How much space is really covered by a 1000-watt grow light?

16 square feet? 25 square feet? How much indoor garden do you get per 1000-watt grow light? Well, unsurprisingly, it depends on the species of plant you want to grow. Leafy greens like lettuce, rocket, cilantro and basil are more than happy at μMol 300. (That's 300 micromoles per square meter, per second.) Whereas if you want to grow fruiting and flowering crops like chillies or tomatoes indoors under grow lights, you probably want to be shooting for 500 - 700 μMols.

Light intensity decreases exponentially the further plants are from the artificial light source. However, while your plants can probably take all the light you can throw at them indoors, the last thing you want to do is position your grow lights too close—causing localized heat and low humidity stress. That's a no no. Your plants' leaves—those all-important light harvesters—cease to do their job in environmentally stressful conditions. So the key to growing plants successfully indoors is delivering sufficient light while maintaining temperature, humidity and carbon dioxide levels within acceptable ranges. I like my indoor garden to be in the 70s, not the 80s and relative humidity at at moderate 50 - 60 percent. If this sounds like your garden, I bet you're doing well! Hot gardens, on the other hand, tend to be inhabited by leggy, stressed out, and low yielding plants. Maybe it's time to upgrade your ventilation system?

Anyway—check out this video of me working out what area I can cover with my two Magnum XXXL 1000 watt grow lights:

How Much Space Does a 1000-Watt HID Grow Light Cover?

We look at different plants' preferred lighting intensities and how to achieve them with HID grow lights.


One thing I didn't have time to describe in the video is the concept of Moles per Day. Every plant species has a minimum light requirement over a given 24 hour period.

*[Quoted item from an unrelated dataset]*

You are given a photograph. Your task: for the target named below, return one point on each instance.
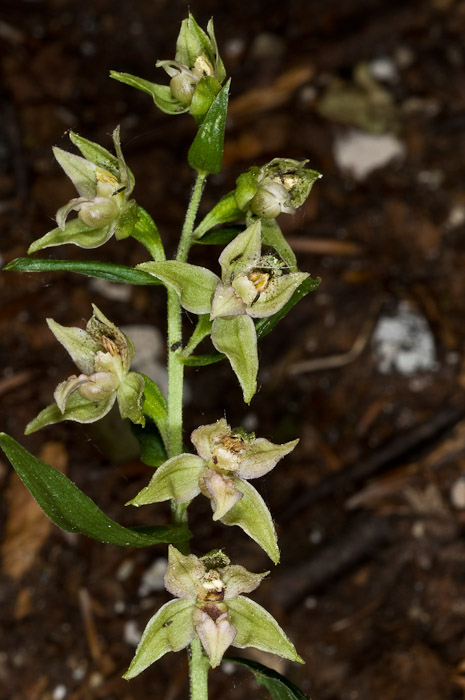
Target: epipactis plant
(257, 284)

This formula, kindly provided to me by my Facebook buddy Darryl Cotton, sums it up nicely:

μMol/square meter x 3600 x photoperiod(hrs/day) ÷ 1,000,000 μMole/Mole = Mol/M2Day

Let's work through this formula with an example:

Greenhouse growers tell me that commercially grown lettuce thrives at 20 mol/day.

If I have my lights on for 18 hours per day, and I measure 300 μMol at the leaf surface with my quantum (PAR) meter, then:

300 x 3600 x 18 = 19,440,000 μMol or 19.4 mol/day

Just short! (I could increase my lights on period to 18.5 hours and I'd be hitting the target of 20 mol/day.)